John Kerry Threatens US Banks Over Russia Bond Sale
Russia wants to sell some bonds and President Obama isn’t happy about it.
Moscow is looking to issue “at least” $3 billion of foreign bonds in what amounts to the country’s first international issuance since the West imposed sanctions on The Kremlin in 2014 after the annexation of Crimea and Russia’s alleged role in “destabilizing” Ukraine (because it was very “stable” before).
Since the sanctions were imposed, relations between Moscow and Washington have only gotten more contentious and when Russia began flying combat missions from Latakia on September 30, it was trotted out as evidence that Vladimir Putin is indeed determined to reassert Russian influence by sheer force.
Meanwhile, the Russian economy is in trouble. Granted, Russia isn’t Brazil and Moscow isn’t running a double-digit budget deficit like Riyadh, but times are most assuredly tough. The ruble has plunged through 75 and will probably see the mid-80s if oil spends too much time in the 20s, inflation is running high, and collapsing crude threatens to weaken Moscow’s fiscal position.
All of that is just fine with Washington and its European allies who attribute a large part of the malaise to sanctions even though slumping crude probably plays a larger role.
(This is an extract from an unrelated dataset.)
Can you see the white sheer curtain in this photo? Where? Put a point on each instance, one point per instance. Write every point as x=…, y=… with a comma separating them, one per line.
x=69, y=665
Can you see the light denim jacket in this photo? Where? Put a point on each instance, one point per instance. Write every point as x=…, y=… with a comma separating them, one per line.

It’s against this backdrop that Russia is set to sell $3 billion in debt and officials in the State Department and the Treasury are out warning US banks not to underwrite the deal. “The U.S. government has warned some top U.S. banks not to bid on a potentially lucrative but politically risky Russian bond deal, saying it would undermine international sanctions on Moscow,” WSJ reports, adding that “the rules don’t explicitly prohibit banks from pursuing the business, but U.S. State Department officials hold the view that helping finance Russia would run counter to American foreign policy.”
Russia has invited BofA, Citi, Goldman, JPMorgan, and Morgan Stanley to bid on the business, but Washington’s threats have left the Street in a rather tenuous position. In response to banks’ inquiries as to whether they are allowed to participate, John Kerry’s State Department said this: “It is essential that private companies—in the U.S., EU and around the world—understand that Russia will remain a high-risk market so long as its actions to destabilize Ukraine continue. [There will be] reputational risks of returning to business as usual with Russia.”
“Business as usual” was tens of billions in sovereign issuance and hundreds of millions in investment banking business for US financial institutions.
By warning of "reputational risks" it certainly appears as though Washinton is threatening to ostracize banks that help to arrange deals for the Russian government. Here's Moscow's sharp-tongued foreign ministry spokeswoman Maria Zakharova: "The US is trying to intimidate banks on our bonds."
The worry, apparently, is that The Kremlin will channel the funds to companies currently under sanctions meaning banks "could run the risk of inadvertently violating the sanctions in spirit." We're not entirely sure the best way to promote global security is to forcibly compel banks to help freeze the Russians out of international debt markets at a time when the fate of international peace is effectively in Russian hands thanks to Putin's intervention in Syria.
We're also not entirely sure why the federal government feels like it has the right to dictate with whom private enterprises can do business. Besides, if John Kerry is really interested in curtailing the financial activities of nefarious actors, he should be warning the Russians not to do business with Wall Street - the bankers are much more dangerous than Vladimir Putin.